RECURSO INOMINADO CÍVEL (460) -0827268-25.2019.8.18.0140
 
RECORRENTE: ROBERTO ALMEIDA DA PAIXAO 
Advogado do(a) RECORRENTE: FRANCISCO GEYMISON DA COSTA CRISPIM - PI18155-A

RECORRIDO: ESTADO DO PIAUÍ-PROCURADORIA DO ESTADO DO PIAUÍ, ESTADO DO PIAUI
REPRESENTANTE: ESTADO DO PIAUI

RELATOR(A): MARIA ZILNAR COUTINHO LEAL 


Trata-se de AÇÃO DE COBRANÇA em que o autor é Policial Militar transferido para reserva remunerada em 10-03-2016. Ocorre que durante todo período trabalhado não gozou determinados períodos férias. Pleiteia a conversão das férias não gozadas em pecúnia e a condenação do requerido ao pagamento dos referidos valores.

Sobreveio sentença (ID 7146861) que indeferiu as preliminares arguidas pelo requerido, bem como a prejudicial de prescrição, e JULGOU PROCEDENTE a presente ação, para determinar que o Estado do Piauí pague ao Autor o valor de R$ 39.920,00 (trinta e nove mil, novecentos e vinte reais), dentro do limite do teto deste juizado quando do ajuizamento da ação, referente à conversão em pecúnia de 25 períodos de férias não gozadas, com os acréscimos de lei, do terço constitucional.
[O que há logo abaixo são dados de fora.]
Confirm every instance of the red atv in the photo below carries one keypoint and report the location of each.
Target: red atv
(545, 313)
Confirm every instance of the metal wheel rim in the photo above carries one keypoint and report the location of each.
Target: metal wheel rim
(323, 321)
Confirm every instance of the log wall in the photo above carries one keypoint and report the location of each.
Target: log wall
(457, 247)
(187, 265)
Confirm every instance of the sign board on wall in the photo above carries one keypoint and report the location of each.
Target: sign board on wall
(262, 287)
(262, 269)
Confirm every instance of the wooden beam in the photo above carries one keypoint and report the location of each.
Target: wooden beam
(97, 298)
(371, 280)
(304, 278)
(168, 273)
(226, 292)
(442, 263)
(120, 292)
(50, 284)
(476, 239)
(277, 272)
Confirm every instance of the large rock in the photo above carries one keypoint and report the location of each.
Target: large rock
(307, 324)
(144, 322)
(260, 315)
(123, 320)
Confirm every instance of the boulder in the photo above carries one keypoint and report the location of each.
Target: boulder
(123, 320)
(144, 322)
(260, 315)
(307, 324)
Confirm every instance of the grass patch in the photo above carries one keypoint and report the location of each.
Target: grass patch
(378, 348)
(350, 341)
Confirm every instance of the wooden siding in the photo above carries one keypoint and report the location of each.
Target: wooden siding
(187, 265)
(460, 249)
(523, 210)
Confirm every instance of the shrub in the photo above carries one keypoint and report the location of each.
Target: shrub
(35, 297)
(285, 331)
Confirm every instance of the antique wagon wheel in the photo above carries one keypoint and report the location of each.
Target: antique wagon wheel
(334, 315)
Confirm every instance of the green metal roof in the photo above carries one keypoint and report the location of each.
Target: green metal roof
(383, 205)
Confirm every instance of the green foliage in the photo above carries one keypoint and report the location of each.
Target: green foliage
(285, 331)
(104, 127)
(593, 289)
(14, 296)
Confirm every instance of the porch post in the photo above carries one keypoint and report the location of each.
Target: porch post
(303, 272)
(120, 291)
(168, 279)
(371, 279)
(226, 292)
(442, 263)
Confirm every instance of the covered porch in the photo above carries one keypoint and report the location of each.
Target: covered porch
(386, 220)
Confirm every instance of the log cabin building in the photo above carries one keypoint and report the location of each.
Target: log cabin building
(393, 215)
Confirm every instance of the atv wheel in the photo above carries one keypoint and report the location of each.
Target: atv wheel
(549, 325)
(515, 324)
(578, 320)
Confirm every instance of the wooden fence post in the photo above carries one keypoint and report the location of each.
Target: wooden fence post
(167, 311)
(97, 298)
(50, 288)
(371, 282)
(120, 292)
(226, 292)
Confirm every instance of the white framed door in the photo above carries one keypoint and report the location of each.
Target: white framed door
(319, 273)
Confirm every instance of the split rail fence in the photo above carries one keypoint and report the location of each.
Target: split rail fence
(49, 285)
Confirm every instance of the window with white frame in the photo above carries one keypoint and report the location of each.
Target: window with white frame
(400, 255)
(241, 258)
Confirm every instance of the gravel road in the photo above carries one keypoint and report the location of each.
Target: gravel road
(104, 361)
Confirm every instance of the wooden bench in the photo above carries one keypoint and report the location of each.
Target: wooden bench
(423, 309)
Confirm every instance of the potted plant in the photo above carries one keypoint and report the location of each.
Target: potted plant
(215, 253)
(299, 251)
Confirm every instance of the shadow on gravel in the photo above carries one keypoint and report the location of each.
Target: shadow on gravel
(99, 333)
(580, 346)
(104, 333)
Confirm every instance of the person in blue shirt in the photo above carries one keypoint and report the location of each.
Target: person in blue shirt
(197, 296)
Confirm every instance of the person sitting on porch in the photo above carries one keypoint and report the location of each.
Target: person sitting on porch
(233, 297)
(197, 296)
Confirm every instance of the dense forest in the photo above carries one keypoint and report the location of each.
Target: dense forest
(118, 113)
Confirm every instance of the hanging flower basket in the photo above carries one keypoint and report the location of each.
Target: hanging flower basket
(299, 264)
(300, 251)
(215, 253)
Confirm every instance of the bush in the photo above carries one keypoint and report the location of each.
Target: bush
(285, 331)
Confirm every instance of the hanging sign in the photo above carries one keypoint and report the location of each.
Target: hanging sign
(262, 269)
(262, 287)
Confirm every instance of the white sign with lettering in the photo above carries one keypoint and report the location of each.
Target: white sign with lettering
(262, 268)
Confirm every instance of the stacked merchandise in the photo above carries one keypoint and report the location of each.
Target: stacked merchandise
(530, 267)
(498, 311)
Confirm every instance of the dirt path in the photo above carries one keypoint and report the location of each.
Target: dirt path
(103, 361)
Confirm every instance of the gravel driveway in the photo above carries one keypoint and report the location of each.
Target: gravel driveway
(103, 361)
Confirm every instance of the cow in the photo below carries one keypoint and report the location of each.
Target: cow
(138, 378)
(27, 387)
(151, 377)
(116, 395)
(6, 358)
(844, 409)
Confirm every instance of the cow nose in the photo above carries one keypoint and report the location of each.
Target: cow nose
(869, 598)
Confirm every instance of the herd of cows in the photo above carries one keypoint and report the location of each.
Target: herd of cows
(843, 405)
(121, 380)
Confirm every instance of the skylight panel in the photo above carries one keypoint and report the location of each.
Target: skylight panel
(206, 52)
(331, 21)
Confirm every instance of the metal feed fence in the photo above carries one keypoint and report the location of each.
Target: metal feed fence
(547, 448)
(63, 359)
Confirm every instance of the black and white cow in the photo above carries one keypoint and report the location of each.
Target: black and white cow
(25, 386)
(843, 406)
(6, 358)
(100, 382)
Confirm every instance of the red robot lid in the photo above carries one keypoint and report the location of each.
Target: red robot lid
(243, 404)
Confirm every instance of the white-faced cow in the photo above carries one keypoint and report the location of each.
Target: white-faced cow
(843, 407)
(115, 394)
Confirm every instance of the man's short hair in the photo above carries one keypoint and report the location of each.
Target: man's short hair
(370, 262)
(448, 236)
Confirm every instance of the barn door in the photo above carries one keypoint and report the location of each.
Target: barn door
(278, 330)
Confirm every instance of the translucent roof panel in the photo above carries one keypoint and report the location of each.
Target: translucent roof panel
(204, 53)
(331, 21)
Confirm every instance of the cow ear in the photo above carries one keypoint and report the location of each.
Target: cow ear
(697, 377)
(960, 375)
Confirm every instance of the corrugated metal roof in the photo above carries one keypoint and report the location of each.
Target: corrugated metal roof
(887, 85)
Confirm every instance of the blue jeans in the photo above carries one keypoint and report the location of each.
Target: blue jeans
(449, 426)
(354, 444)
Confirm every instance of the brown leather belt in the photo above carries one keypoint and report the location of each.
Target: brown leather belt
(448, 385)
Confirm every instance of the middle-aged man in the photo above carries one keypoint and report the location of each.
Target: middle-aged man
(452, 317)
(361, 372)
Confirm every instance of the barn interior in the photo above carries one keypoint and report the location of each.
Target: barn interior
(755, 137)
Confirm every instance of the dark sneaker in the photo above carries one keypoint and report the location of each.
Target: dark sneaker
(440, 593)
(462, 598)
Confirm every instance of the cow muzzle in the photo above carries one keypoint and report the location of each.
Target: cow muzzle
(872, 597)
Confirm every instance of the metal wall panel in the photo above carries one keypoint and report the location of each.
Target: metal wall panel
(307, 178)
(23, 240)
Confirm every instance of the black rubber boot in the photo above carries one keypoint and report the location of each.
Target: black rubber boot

Indeferiu o pedido de Justiça Gratuita, diante da ausência de documentação sobre os rendimentos da parte Autora (contracheques), ou seja, atualizada à época do ajuizamento da ação, restando inviável observar a sua condição de hipossuficiência, conforme o critério estabelecido na Resolução nº 026/2012 CSDP da Defensoria Pública do Estado do Piauí. Portanto, o Requerente não demonstra que recebe remuneração compatível com a margem de assistência judiciária gratuita fixada, o que não autoriza, dessa forma, nesse caso, o benefício da Justiça Gratuita.

Em suas razões aduz o recorrente (ID 7146864): sumário fático; da carência de ação por falta de interesse de agir; ausência de liquidez no pedido; ilegitimidade passiva do ESTADO DO PIAUÍ; da prescrição; fundamentos jurídicos para a negativa do pedido; da vedação legal ao acúmulo de mais de dois períodos de férias; da incidência do imposto de renda sobre a verba correspondente ao pagamento da conversão em pecúnia das férias não gozadas pleiteadas; e por fim, requer a reforma da sentença de acordo com as razões despendidas.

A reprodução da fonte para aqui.